First, consider ordinary decimal numbers. They have the form where the first digit on the right represents ones, the next is tens, then hundreds, etc. Going right of the first digit, there are tenths, hundredths, thousandths, etc. Note that 10 is 10^1, 100 is 10^2, 1000 is 10^3, etc. And 1 is 10^0, 0.1 is 10^-1, 0.01 is 10^-2, and so on. For numbers of other bases, the same principle applies. You can make the following chart, where "n" is the base for the number system:
...n^3 n^2 n^1 n^0 . n^-1 n^-2 n^-3...
For hex, n = 16. 16^0 = 1, so the n^0 slot is for ones. 16^1 = 16, so the n^1 slot is for the sixteens. 16^2 = 256, so n^2 is for the twohundredfiftysixes. Likewise going to the right, for the numbers < zero. 16^-1 is for the sixteenths, 16^-2 is for the twohundredfiftysixths, etc.

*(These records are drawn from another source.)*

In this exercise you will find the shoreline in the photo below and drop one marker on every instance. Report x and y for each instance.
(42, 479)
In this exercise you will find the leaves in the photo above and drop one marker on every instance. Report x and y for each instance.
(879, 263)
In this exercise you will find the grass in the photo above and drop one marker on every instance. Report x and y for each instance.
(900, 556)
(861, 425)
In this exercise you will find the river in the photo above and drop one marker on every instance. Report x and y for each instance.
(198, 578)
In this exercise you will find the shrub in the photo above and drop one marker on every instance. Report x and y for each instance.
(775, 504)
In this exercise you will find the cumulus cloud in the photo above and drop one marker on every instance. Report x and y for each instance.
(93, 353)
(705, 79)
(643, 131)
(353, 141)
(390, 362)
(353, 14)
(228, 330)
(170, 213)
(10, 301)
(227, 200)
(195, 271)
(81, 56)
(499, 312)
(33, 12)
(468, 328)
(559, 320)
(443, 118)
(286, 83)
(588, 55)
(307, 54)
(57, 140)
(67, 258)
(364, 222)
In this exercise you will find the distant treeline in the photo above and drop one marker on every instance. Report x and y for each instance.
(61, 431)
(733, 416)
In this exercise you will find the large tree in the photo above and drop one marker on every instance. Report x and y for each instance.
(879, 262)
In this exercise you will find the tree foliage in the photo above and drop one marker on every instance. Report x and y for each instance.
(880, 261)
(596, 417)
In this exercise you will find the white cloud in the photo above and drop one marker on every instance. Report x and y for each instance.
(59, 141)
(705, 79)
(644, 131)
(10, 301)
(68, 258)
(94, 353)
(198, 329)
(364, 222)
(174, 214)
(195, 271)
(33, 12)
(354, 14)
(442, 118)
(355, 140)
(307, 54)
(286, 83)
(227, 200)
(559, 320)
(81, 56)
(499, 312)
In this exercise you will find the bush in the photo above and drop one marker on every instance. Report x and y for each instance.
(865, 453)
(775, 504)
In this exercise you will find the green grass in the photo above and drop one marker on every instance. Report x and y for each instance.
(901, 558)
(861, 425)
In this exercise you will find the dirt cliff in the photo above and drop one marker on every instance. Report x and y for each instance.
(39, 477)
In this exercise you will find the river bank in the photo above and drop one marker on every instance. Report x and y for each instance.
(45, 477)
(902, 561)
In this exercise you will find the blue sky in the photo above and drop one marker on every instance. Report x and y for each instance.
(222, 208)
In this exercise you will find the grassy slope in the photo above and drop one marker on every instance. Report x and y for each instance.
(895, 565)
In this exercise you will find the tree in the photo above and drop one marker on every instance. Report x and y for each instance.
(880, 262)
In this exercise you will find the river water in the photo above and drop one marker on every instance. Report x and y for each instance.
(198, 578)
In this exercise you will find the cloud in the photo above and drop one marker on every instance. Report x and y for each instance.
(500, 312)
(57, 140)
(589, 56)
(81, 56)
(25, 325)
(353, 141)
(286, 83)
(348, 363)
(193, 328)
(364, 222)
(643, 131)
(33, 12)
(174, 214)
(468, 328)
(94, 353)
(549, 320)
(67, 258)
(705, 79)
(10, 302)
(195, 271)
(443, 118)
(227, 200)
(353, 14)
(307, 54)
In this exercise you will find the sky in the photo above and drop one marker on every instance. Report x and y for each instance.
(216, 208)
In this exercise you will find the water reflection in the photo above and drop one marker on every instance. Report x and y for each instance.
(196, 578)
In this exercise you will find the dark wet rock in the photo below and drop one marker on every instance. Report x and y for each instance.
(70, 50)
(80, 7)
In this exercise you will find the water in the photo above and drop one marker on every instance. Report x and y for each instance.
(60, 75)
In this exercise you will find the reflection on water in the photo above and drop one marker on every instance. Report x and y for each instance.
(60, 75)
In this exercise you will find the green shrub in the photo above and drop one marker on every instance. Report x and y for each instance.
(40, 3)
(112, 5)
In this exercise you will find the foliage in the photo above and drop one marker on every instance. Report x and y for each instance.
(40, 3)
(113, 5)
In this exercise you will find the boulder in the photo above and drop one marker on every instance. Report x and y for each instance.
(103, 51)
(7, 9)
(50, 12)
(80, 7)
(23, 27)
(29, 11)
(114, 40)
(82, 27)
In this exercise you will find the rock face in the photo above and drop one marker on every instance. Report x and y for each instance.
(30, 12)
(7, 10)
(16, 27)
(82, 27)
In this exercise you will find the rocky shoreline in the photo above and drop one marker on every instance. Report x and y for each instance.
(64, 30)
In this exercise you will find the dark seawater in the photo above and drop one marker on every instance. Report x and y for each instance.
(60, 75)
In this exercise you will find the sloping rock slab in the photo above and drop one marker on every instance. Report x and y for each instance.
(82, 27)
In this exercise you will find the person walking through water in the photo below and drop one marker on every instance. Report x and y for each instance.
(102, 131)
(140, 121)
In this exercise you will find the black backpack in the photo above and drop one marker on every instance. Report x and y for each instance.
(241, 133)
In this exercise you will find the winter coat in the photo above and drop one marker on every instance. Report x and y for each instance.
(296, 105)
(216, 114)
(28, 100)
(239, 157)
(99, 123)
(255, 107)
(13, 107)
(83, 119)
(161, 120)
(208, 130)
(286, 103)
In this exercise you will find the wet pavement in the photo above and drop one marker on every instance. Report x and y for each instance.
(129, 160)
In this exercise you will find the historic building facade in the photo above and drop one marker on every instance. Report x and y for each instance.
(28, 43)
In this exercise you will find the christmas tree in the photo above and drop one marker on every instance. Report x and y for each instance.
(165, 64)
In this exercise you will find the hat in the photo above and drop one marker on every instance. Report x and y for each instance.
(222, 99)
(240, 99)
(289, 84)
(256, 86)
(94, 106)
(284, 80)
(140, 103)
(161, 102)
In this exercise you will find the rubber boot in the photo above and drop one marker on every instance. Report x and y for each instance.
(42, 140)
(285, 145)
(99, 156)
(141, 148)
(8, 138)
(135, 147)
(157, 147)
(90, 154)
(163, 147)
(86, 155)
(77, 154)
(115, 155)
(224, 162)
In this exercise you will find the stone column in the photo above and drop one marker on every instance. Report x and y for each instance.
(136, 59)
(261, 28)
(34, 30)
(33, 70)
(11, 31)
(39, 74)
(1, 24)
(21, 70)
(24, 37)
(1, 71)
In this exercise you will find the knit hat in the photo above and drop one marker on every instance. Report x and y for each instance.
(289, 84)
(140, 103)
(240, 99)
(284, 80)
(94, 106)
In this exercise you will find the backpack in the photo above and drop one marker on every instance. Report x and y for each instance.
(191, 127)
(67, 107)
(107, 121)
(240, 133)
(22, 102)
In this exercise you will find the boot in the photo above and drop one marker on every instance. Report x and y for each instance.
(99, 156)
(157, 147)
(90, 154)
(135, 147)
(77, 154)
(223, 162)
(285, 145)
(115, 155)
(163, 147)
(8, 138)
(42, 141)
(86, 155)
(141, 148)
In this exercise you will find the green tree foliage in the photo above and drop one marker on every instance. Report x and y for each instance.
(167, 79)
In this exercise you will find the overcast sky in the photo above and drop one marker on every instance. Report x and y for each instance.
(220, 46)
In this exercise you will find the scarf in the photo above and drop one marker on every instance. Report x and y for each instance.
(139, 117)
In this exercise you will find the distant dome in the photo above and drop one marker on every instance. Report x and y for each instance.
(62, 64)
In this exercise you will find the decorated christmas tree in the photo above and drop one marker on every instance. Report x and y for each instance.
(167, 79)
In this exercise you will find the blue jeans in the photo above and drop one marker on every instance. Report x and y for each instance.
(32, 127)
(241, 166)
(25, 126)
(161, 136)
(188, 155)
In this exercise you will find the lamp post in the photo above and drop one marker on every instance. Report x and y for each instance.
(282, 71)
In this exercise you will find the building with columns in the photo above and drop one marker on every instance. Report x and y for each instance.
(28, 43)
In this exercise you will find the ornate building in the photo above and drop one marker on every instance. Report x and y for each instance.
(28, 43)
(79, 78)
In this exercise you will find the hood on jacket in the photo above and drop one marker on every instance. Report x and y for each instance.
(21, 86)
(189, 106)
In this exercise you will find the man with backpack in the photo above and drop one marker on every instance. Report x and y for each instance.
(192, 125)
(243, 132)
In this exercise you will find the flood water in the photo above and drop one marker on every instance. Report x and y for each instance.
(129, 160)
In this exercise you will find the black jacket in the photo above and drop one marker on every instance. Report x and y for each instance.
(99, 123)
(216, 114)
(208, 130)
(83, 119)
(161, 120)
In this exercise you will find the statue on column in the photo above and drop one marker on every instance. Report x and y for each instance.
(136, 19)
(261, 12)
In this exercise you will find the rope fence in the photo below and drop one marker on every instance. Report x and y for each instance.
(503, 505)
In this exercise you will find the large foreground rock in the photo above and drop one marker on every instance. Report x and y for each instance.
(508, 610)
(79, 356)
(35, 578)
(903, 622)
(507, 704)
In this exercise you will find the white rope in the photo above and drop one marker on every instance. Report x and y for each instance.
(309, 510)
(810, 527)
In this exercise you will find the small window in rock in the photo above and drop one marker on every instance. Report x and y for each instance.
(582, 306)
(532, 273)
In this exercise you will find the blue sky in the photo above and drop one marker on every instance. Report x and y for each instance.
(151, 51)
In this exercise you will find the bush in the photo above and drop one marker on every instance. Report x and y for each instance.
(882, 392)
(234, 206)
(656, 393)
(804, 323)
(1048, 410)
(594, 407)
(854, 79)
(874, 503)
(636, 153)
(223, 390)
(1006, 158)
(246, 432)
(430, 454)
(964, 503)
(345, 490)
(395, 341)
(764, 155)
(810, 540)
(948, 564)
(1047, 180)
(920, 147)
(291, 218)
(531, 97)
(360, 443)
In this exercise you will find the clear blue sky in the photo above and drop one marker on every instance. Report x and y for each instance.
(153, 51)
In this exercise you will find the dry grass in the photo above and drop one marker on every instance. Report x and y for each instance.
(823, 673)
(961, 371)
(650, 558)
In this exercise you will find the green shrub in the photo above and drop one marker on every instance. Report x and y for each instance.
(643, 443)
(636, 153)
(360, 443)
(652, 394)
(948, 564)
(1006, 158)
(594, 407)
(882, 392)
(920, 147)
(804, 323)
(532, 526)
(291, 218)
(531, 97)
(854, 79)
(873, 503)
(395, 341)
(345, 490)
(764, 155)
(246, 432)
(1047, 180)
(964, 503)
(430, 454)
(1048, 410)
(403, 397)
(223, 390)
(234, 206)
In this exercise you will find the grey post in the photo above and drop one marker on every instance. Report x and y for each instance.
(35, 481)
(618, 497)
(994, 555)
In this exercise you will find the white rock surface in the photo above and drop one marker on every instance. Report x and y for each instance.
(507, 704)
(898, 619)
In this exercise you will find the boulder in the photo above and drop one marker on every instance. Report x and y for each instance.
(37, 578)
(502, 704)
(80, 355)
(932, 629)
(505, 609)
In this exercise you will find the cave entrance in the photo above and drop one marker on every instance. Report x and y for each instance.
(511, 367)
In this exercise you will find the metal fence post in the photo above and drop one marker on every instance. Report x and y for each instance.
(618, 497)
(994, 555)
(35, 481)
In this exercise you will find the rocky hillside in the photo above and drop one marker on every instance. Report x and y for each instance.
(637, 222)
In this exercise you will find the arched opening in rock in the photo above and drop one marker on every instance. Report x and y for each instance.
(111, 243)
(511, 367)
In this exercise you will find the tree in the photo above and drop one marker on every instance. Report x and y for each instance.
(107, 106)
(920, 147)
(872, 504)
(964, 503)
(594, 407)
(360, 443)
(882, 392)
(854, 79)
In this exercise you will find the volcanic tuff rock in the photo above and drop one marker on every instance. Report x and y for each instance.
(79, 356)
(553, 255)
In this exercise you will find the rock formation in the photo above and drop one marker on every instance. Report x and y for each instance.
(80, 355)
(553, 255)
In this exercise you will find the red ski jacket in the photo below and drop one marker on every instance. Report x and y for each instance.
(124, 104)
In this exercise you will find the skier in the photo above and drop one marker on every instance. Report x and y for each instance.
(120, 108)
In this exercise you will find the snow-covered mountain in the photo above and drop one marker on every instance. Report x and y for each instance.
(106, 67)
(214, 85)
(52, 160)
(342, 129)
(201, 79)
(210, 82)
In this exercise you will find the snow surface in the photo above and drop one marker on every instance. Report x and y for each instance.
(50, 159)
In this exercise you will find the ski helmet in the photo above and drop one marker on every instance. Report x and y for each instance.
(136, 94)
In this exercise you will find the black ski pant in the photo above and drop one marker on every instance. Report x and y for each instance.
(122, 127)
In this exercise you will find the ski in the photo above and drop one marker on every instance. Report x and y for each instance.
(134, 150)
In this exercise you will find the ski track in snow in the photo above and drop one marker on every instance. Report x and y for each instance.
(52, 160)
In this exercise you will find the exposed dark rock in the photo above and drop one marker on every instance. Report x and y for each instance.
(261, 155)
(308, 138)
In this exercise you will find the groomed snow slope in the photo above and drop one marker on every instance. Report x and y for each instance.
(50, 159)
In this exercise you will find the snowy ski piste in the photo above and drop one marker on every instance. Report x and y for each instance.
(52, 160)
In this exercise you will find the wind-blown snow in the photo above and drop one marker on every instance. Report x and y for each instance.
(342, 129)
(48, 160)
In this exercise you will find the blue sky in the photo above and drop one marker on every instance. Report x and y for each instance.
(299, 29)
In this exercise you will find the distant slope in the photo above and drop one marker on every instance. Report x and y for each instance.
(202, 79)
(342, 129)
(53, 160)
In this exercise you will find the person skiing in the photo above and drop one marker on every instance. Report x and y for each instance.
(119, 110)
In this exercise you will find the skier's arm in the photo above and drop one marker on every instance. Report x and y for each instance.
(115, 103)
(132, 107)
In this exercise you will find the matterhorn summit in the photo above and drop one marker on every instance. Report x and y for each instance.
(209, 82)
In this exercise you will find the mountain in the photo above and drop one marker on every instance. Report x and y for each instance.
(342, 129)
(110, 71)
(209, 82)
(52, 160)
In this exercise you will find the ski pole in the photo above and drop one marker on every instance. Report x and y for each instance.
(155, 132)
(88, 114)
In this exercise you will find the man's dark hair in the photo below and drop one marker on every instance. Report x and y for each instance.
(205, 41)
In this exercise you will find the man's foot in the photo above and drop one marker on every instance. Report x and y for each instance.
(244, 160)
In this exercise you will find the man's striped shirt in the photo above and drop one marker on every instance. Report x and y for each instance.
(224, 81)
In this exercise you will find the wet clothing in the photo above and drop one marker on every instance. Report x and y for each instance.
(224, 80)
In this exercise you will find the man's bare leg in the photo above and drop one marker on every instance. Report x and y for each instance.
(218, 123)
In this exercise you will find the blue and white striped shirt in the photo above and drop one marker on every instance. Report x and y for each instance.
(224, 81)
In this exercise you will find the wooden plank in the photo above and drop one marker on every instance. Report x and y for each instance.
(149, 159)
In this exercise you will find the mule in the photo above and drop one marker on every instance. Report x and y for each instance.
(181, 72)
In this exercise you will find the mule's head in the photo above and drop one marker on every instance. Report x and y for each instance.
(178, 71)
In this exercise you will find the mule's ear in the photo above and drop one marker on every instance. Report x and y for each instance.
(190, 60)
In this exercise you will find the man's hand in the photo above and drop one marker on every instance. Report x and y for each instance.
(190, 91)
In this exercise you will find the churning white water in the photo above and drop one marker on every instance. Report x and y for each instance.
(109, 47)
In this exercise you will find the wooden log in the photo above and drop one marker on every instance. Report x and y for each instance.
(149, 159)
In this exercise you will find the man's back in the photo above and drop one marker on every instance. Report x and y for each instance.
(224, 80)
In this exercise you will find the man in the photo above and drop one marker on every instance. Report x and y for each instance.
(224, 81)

Well, enough of the theory, for now (I'm lazy). Here's an example of how you change a hex number to a decimal. Let's convert 3C9.B to decimal: The 9 is in the ones' spot, so it has a value of 9*1 = 9. The C is in the sixteens' slot, so it's 12*16 = 192. The 3 is in the twohundredfiftysixes' slot, so it's 3*256 = 768. Going to the right, the B is in the sixteenths slot, so it's 10*(1/16) = 10/16 = 0.625.
Then you add them up: 3C9.B = 9 + 288 + 192 + 0.625 = 489.0625.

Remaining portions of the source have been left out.